Qué puede cambiar después y cuándo valorar una modificación del convenio regulador
El hecho de firmar un convenio no significa que toda medida económica sea inamovible para siempre. Si con el tiempo se produce un cambio sustancial de las circunstancias, puede valorarse una modificación del convenio regulador o de las medidas aplicables, siempre en función de la naturaleza de la medida afectada y de la situación concreta.
Esto puede resultar relevante, por ejemplo, si cambian de forma importante los ingresos, las necesidades de los hijos, la situación laboral, el uso efectivo de la vivienda o determinadas cargas asumidas en el momento del divorcio.
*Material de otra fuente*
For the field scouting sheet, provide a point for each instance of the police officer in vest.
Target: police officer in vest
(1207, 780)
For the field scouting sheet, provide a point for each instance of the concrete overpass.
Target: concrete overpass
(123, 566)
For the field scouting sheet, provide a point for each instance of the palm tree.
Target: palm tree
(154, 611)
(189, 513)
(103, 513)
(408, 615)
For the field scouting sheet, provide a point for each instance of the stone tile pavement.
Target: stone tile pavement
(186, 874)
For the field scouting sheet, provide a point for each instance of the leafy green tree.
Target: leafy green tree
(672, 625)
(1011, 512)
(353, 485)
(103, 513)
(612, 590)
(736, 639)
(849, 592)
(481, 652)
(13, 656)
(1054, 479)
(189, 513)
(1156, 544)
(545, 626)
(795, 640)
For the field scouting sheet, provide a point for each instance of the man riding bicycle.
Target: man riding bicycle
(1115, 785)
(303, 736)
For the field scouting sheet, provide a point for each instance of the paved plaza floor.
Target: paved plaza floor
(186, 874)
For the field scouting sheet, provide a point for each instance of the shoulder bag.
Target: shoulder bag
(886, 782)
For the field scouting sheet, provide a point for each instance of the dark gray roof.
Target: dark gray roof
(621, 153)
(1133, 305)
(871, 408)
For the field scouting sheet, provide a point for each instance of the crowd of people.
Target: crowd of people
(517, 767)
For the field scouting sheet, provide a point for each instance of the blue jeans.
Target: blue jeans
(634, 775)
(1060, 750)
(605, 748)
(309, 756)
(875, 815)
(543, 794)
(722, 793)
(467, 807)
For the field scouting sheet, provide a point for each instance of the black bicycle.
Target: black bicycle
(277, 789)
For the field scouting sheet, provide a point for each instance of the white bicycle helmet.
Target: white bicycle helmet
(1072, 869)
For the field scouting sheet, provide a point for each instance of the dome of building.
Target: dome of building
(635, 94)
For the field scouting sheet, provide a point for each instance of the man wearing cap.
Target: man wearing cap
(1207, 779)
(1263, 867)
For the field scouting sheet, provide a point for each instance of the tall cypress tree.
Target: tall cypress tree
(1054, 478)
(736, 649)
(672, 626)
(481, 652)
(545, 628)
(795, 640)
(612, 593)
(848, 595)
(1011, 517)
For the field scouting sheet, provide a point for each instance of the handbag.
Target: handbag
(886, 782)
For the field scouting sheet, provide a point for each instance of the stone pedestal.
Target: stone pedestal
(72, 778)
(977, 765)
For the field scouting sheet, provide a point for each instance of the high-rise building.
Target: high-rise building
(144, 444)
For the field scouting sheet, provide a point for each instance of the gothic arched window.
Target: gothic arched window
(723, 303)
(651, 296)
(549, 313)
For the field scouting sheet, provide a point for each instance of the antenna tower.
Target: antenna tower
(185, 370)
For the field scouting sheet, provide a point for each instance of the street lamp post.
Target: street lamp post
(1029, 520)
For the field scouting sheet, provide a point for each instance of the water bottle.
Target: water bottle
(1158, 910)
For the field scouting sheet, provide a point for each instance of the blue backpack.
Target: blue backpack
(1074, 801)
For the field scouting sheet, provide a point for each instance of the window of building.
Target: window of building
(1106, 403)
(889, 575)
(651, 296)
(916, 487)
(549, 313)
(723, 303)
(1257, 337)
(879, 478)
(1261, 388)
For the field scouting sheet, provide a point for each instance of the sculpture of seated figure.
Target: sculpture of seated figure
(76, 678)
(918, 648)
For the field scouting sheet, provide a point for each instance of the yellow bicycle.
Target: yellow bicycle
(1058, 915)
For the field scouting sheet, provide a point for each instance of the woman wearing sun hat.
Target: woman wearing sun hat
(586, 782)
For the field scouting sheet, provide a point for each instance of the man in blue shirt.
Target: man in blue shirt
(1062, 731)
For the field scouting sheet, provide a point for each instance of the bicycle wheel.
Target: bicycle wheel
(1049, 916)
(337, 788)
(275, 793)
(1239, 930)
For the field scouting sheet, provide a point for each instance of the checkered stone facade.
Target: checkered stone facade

No todos los pactos se revisan igual ni cualquier variación justifica por sí sola un cambio, de modo que conviene analizar la entidad real de la alteración y la documentación disponible.
En cambio, otras cuestiones patrimoniales pueden exigir más bien interpretar correctamente el acuerdo firmado o completar actuaciones relativas a la liquidación de bienes, si esa parte quedó pendiente o se documentó de forma insuficiente.
Claves finales para ordenar el dinero en el divorcio
La idea de repartición económica en el divorcio reúne realidades jurídicas distintas. Puede referirse al reparto de bienes y deudas, a la liquidación del régimen económico matrimonial, a la pensión de alimentos de los hijos, a la posible pensión compensatoria del art. 97 CC o al uso de la vivienda familiar, y cada una de esas materias tiene su propia lógica.
El error más habitual es mezclar todos esos conceptos como si fueran una sola cuenta global. Sin embargo, para tomar decisiones razonables conviene separar titularidad de bienes, cargas pendientes, necesidades de los hijos, posible desequilibrio entre cónyuges y contenido exacto del convenio regulador conforme al art. 90 CC.
Como siguiente paso prudente, suele ser útil revisar la documentación económica, identificar el régimen matrimonial aplicable y comprobar que el borrador del convenio distingue bien entre medidas legales del divorcio y pactos válidos añadidos al amparo del art. 1255 CC antes de firmar.